1991 – General Norman Schwarzkopf, commander of Allied forces in Operation “Desert Storm” leads the National Victory Parade up Pennsylvania Avenue past the reviewing stand holding President George H.W. Bush and other dignitaries in the first such military parade held in the nation’s capital since the end of World War I. Among the contingents of military units are composite battalions of Air and Army Guard personnel who served in theater.
1995 – A Marine tactical recovery team from the 24th Marine Expeditionary Unit stationed on board the USS Kearsarge rescued a downed U.S. pilot, Captain Scott O’Grady, USAF, from Bosnian-Serb territory in Bosnia.
1998 – In New Mexico the $77 million Sloan Digital Sky Survey was reported to be about to start probing the universe.
1998 – The shuttle Discovery pulled away from Mir, ending America’s three-year space partnership with Russia.
1999 – The United States, Russia and six leading democracies authorized a text calling for a peacekeeping force in Kosovo. The G8 agreed to the context of a UN Security Council resolution to end the conflict in Kosovo.
2000 – In Greece Brigadier Stephen Saunders (53), a British diplomat, was assassinated in Athens. The November 17 terrorist group claimed responsibility, saying it killed Saunders because of his role in NATO airstrikes against Yugoslavia. In 2002 Iraklis Kostaris was charged with participating in the murder and Vassilis Xiros confessed to the assassination.
2001 – Five Cuban men were convicted in the US for operating as unregistered foreign agents. Gerardo Hernandez (36) was sentenced to life in prison on Dec 12.
2003 – A coalition of US mayors meeting in Denver asked federal officials to bypass state governments and give them the money they needed to beef up homeland security.
2003 – Thai police, on a tip from U.S. authorities, arrest Narong Penanam, who tried to sell cesium-137 to make a “dirty bomb.”
2004 – John Ashcroft, US Attorney General, told Congress he would not release a 2002 policy memo on the degree of pain and suffering legally permitted during enemy interrogations.

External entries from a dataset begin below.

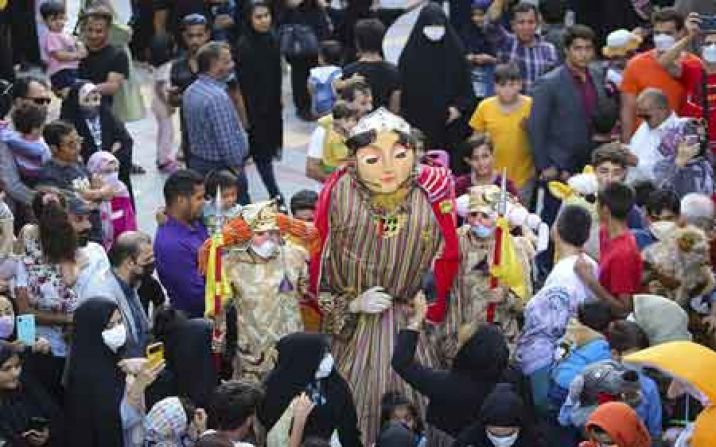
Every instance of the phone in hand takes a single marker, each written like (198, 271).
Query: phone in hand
(26, 329)
(155, 354)
(39, 424)
(708, 23)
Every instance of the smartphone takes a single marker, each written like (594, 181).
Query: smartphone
(155, 353)
(708, 23)
(26, 329)
(39, 424)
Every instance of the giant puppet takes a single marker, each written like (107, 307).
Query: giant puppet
(384, 223)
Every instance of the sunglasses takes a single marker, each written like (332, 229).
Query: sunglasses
(194, 19)
(40, 101)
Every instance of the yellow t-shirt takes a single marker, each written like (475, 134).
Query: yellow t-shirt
(512, 148)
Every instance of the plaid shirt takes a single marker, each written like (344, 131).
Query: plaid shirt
(533, 61)
(212, 124)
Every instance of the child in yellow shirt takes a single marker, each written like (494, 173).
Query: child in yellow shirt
(504, 117)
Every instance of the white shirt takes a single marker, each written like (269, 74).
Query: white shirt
(315, 144)
(645, 145)
(97, 265)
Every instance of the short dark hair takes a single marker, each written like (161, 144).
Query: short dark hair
(55, 131)
(222, 178)
(523, 7)
(208, 54)
(304, 199)
(127, 246)
(663, 199)
(575, 32)
(349, 93)
(507, 72)
(51, 8)
(57, 236)
(668, 15)
(342, 110)
(161, 49)
(181, 184)
(22, 85)
(612, 152)
(194, 20)
(99, 12)
(626, 335)
(553, 11)
(28, 117)
(332, 52)
(574, 225)
(596, 315)
(369, 35)
(618, 198)
(234, 402)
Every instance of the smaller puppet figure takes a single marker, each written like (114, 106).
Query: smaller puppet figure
(269, 278)
(477, 296)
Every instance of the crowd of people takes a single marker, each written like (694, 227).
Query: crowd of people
(513, 242)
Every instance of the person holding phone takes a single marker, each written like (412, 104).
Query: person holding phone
(105, 394)
(28, 416)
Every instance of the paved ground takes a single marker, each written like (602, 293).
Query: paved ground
(148, 187)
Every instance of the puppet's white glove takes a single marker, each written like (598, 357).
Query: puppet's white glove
(372, 301)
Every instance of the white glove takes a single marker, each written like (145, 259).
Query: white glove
(372, 301)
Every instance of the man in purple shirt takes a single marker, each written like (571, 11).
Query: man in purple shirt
(178, 241)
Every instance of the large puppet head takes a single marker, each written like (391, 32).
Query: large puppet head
(383, 151)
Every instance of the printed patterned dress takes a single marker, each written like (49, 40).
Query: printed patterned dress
(267, 295)
(360, 253)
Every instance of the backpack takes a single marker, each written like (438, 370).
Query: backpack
(324, 96)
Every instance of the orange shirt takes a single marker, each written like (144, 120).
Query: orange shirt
(643, 71)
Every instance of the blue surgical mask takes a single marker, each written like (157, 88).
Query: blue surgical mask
(482, 231)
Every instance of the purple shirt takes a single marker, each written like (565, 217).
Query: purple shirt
(175, 250)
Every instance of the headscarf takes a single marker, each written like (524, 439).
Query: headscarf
(434, 75)
(99, 162)
(485, 355)
(166, 423)
(621, 423)
(299, 355)
(95, 384)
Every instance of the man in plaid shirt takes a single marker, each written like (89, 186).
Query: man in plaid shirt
(525, 47)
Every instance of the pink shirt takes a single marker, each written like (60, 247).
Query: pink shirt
(59, 42)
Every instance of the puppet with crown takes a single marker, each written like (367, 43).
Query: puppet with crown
(384, 223)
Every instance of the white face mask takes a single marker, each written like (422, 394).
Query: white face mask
(111, 177)
(115, 338)
(663, 42)
(503, 441)
(709, 53)
(434, 32)
(325, 367)
(265, 250)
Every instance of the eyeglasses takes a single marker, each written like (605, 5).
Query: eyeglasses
(194, 19)
(39, 101)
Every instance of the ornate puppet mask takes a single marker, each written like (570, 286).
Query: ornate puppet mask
(384, 156)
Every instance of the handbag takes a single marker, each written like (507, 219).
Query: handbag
(297, 40)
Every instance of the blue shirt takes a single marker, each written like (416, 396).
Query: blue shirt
(175, 250)
(212, 124)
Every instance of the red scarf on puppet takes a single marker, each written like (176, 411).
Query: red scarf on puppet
(439, 187)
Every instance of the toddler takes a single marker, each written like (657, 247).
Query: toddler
(116, 214)
(63, 52)
(26, 143)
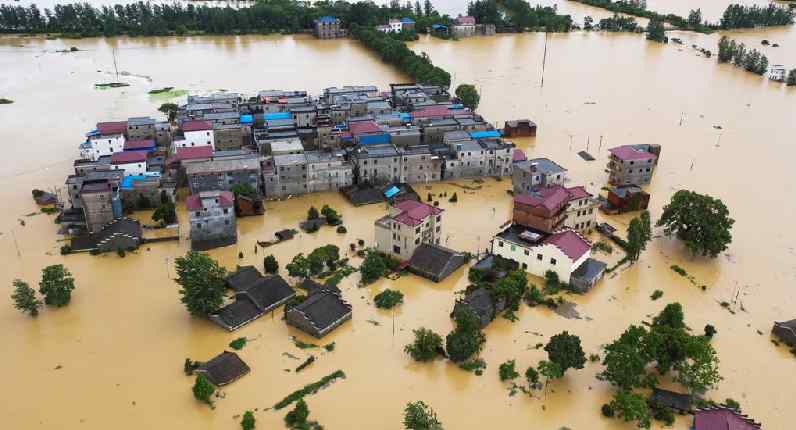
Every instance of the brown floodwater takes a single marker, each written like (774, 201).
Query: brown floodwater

2004 – U.S.-led troops backed by jet fighters and helicopters killed 21 Taliban militants, after rebels attacked a convoy in the mountains of southern Afghanistan.
2004 – Iraqi officials declared that the interim government has assumed full control of the country’s oil industry.
2004 – In Saudi Arabia an American citizen was shot and killed.
2004 – The UN voted 15-0 to accept a US and British resolution to end the formal co-occupation of Iraq on June 30.